Un omicidio senza corpo
ROBERTA RAGUSA
è scomparsa la notte del 13 gennaio 2012. A fare la
denuncia il marito che la mattina seguente alle 6:45 si è accorto che la
donna non era a letto. Gli abiti erano ancora in camera, mancavano invece il
pigiama rosa e le ciabatte; inoltre la porta di casa non era chiusa a chiave
come la sera precedente e a casa c’erano i suoi effetti personali: cellulare,
chiavi, documenti, soldi e borsetta. Da quel giorno sono passati tre anni, e
l’unico indagato era il marito, per omicidio e distruzione di cadavere.

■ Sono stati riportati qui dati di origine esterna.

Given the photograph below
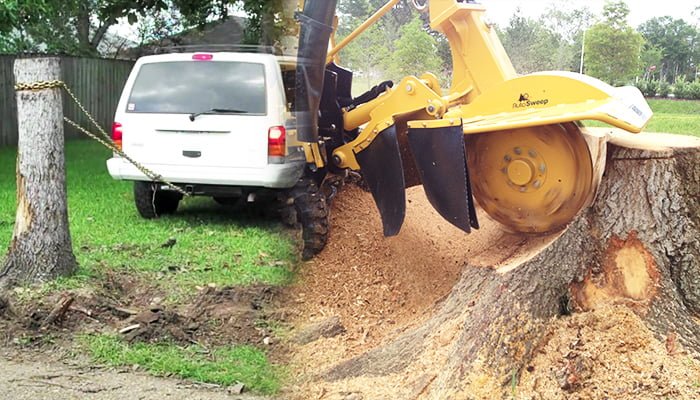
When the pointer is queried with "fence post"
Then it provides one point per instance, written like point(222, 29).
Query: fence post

Il 6 marzo 2015 c’è stata l’udienza preliminare
per la scomparsa di Roberta Ragusa. Il marito della donna, Antonio Logli,
è stato prosciolto dal GIP Giuseppe Laghezza che ha dichiarato “il
non luogo a procedere”. Le indagini sono durate tre anni e, in un
primo momento, ci sono state diverse segnalazioni da diverse parti d’Italia,
dove dei testimoni affermarono di aver visto la donna viva. Ma le
segnalazioni, tuttavia, si sono rivelate non veritiere. Poi, a settembre
scorso, il marito fu iscritto nel registro degli indagati. Era stato lui
l’ultima persona ad averla vista viva.
Fu scoperto nel corso delle indagini che l’uomo aveva
un’amante, Sara: una verità che fu scoperta dalla stessa Roberta Ragusa.
Questo, secondo i giudici, causò la sua uccisione da parte di Antonio.
Sara in precedenza aveva lavorato in casa dei due coniugi in qualità di
babysitter, poi per un periodo anche presso la scuola-guida che gestivano.
Ad inchiodare il marito di Roberta c’era stata la
testimonianza del vicino di casa, Loris Gozzi, che aveva detto di aver
sentito un litigio tra un uomo e una donna la notte della scomparsa di
Roberta. E di aver visto Logli far salire in auto una donna con la forza.
Da qui le accuse di omicidio e di occultamento di cadavere nei confronti
di Logli.
Il pm Aldo Mantovani aveva chiuso le indagini e chiesto il
rinvio a giudizio, cosa che è accaduta il 6 marzo 2015.